Umberto Santino
Una proposta del Centro Impastato:
un “Memoriale-Laboratorio” della lotta alla mafia
Qualche tempo fa il Centro Impastato aveva lanciato la proposta della creazione a Palermo di un Memoriale-laboratorio della lotta alla mafia. La proposta nasceva da una duplice esigenza: offrire un percorso storico dell’evoluzione del fenomeno mafioso, dalle origini ai nostri giorni, e soprattutto delle lotte contro di esso, dal movimento contadino a oggi; creare una casa delle associazioni che ospitasse le varie realtà operanti nella città, che spesso non hanno una sede o hanno sedi precarie e inadeguate. E per avviare la realizzazione del progetto il Centro proponeva che si cominciasse con l’allestimento di una mostra fotografico-documentaria, che riprendesse e integrasse le mostre curate dallo stesso Centro nella sua trentennale attività.
La proposta mirava a una riprogettazione del patrimonio museografico della città, mettendo finalmente in cantiere la creazione di un Museo storico di Palermo e della Sicilia. In altre città sono sorti negli ultimi anni luoghi della memoria, come per esempio i Memoriali della Resistenza. Palermo e la Sicilia hanno vissuto la lotta alla mafia come una Resistenza permanente, che ancora non è finita e che per alimentarsi ha bisogno di recuperare la memoria, ricostruendone la trama in moda da renderla fruibile da tutti i cittadini, come pure da visitatori non frettolosi, e di trovare uno spazio comune di riflessione e di programmazione, per avviare iniziative unitarie, nel rispetto della storia e dell’identità di ciascuno.
Non so che fine abbia fatto la mozione presentata nel luglio del 2005 da alcuni consiglieri comunali, con la proposta di utilizzare Palazzo Tarallo, in via delle Pergole, come sede del Memoriale; come si ricorderà, la proposta di utilizzare Villa Pantelleria, confiscata ai mafiosi, come Biblioteca della legalità, non si è potuta realizzare, per la pretesa dell’amministrazione comunale che le associazioni coinvolte in quel progetto (il Centro Impastato, il Centro Terranova, la Fondazione Costa, il Centro Pio La Torre) affrontassero le spese di restauro. Ma questo non vuol dire che non si possano trovare altre strade, individuando un altro bene confiscato alla mafia o coinvolgendo nell’iniziativa l’Università, che in questi anni è riuscita ad avviare il restauro di immobili prestigiosi, per lungo tempo condannati all’incuria e all’abbandono, come dimostrano le recenti iniziative di aprire i cantieri di restauro ai cittadini.
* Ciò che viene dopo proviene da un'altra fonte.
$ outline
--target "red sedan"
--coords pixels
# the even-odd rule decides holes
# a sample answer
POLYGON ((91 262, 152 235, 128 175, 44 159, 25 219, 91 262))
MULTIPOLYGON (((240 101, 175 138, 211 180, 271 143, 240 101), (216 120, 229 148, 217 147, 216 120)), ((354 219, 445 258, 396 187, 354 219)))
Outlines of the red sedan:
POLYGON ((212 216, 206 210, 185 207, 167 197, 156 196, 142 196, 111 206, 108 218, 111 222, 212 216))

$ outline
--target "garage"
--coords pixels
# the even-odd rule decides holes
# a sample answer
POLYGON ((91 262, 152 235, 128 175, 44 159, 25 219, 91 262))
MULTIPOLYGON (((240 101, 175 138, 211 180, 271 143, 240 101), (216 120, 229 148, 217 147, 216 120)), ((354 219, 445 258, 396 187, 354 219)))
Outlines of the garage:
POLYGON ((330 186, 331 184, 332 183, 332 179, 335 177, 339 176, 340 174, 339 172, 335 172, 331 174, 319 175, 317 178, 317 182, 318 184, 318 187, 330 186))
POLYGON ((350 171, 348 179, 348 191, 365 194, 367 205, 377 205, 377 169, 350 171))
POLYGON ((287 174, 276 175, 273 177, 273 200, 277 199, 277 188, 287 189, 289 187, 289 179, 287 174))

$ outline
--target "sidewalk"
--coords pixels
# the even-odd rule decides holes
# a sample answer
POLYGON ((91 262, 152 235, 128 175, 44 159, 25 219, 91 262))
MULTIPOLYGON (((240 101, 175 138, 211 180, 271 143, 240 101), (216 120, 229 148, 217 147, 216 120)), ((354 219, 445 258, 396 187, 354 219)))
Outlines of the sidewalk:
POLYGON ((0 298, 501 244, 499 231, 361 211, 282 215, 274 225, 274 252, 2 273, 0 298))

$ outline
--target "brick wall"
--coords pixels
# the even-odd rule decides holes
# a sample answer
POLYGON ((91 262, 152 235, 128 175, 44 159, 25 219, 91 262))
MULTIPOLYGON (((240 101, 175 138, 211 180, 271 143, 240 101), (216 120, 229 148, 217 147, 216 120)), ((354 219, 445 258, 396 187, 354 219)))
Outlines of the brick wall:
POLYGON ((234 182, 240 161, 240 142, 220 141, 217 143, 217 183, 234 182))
Credo che le associazioni più seriamente impegnate, le scuole che da anni svolgono iniziative di educazione a una legalità non solo formale, gli istituti universitari, l’Università nel suo complesso possano essere disponibili per portare a compimento un progetto che qualificherebbe il patrimonio culturale cittadino e regionale e possano insieme contribuire a rinnovare le politiche istituzionali, ben note per la disinvoltura con cui si sprecano milioni di euro in iniziative che di culturale hanno soltanto il nome.
Qualche parola, infine, sui sindacati, in particolare sulla Cgil. L’anno scorso, in seguito a una mia richiesta, i dirigenti della Camera del lavoro avevano assicurato che avrebbero posto quanto prima una lapide per ricordare Giovanni Orcel, il segretario dei metalmeccanici ucciso dalla mafia il 14 ottobre 1920, sul luogo dell’assassinio, all’angolo tra Corso Vittorio Emanuele e via Collegio Giusino. La lapide ancora non si è vista e nell’aprile scorso avevo proposto al segretario regionale che la mostra di cui parlavo prima venisse inserita tra le iniziative per il centenario della Cgil. La proposta finora è stata lasciata cadere e nella mostra dal titolo “I costruttori” ospitata all’Albergo delle povere la Sicilia era quasi completamente assente. E dire che il ruolo del sindacato nella lotta contro la mafia è stato fondamentale e il suo tributo di sangue altissimo. Spiace che la memoria di quella storia non trovi l’accoglienza che meriterebbe tra gli eredi dei suoi protagonisti.
“La Repubblica – Palermo”, 31 ottobre 2006.